Furthermore, China’s case study reflects the global challenges of designing regulations and incentives to promote EV development. A global review of supportive policies for EVs also indicates the absence of real-world usage factors when formulating relevant regulations and incentives (ICCT 2014). Either purchase subsidies or tax reductions would be determined according to vehicle specifications (e.g., battery capacity, AER) or type-approval tests (e.g., CO2 emissions, fuel consumption), which have not taken into real-world impacts or individual heterogeneity into account. Although PHEVs could bring in fuel cost saving during the in-use stage, such benefits only play a minor role in total economic incentives to promote PHEVs compared with other one-time incentives. As we present in this paper, one-time purchase subsidies or tax exemptions provided by governments could not guarantee the energy-saving benefits as global policy-makers expect. Thereby, real-world energy efficiency should be applied as criteria to develop future energy efficiency regulations and supportive policies for electric vehicle technologies. Policy-makers should encourage the usage of more advanced real-world energy efficiency monitoring techniques for emerging electrified transportation modes and switch to a policy framework (e.g., regulations, incentives) emphasizing real-world climate benefits.

5 Conclusions

Travel patterns affect PHEV energy consumption significantly. Travel patterns could be employed in the FC profiles to properly simulate the results in typical cities or individual trip chains. From the microperspective, we constructed the on-road EC profiles of the CD and CS modes of one type of PHEV. From the macroperspective, we collected data of the travel patterns of cities and individual trip chains using a large sample survey.
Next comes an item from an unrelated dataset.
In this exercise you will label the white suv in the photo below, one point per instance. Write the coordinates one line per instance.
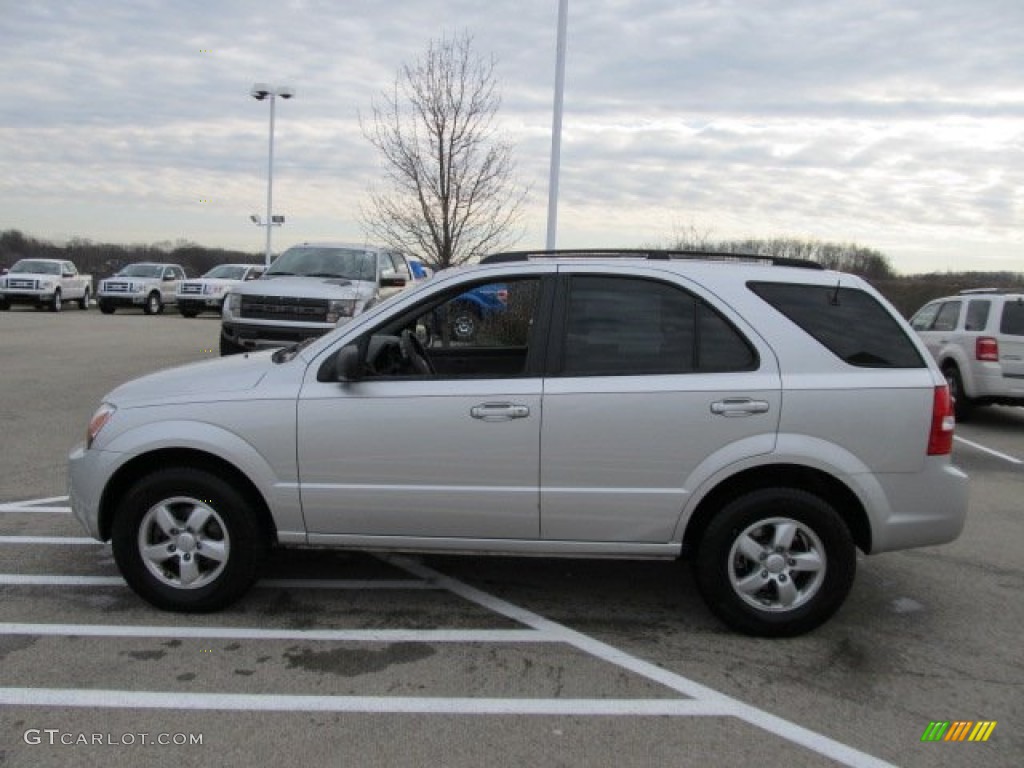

Many real-world factors affect the energy-saving benefits of PHEVs. In this Beijing test, we focus mainly on travel patterns (average speed and trip length) and vehicular conditions (AC and passenger load and the SoC condition). Correspondingly, the PHEV could achieve 20 km AER under the conditions of AC off, no passenger, and normal or better traffic conditions. However, the designed AER is shown to be the most optimistic level. Under the worst-case conditions, the users might only have a much shorter AER as low as 14 km. The safe estimation of the real-world AER discount should be over 30% of the nominal AER. Real-world energy use under both the CD and CS modes for tested PHEVs is less sensitive to changes in speed than that of the ICEV counterparts, resulted in a larger FC reduction benefit when traveling in the congested urban areas. Considering the vehicular condition factors affecting FC, AC is a more important contributor than passenger load in both CD mode and CS mode.

Combining the FC results of trip bins together, the maximum probability-weighted PHEV FC of Beijing is 1.9 L (eq.)/100 km (empty load and AC off), reducing up to 83% of the total energy consumed by the ICEV. If the SoC falls to 0%, the PHEV, considered as a grid-independent “HEV,” could also save approximately 60% of the energy. The PHEV could perform better under smooth traffic conditions but saves a larger amount of energy on a congested road because the ICEV is more speed-sensitive than the PHEV. However, in reality, users cannot be assured of the fully charged condition before every trip, so the energy-saving benefit varies between fully charged and conventional hybrid results. For example, real-world FC results for eight PHEV models in China reported by vehicle users range from 5.0 to 9.8 L/100 km, significantly higher than their type-approval results. Therefore, our real-world measurement study suggests that future energy regulations and incentives concerning global EV development use real-world energy efficiency as one important judgment aspect.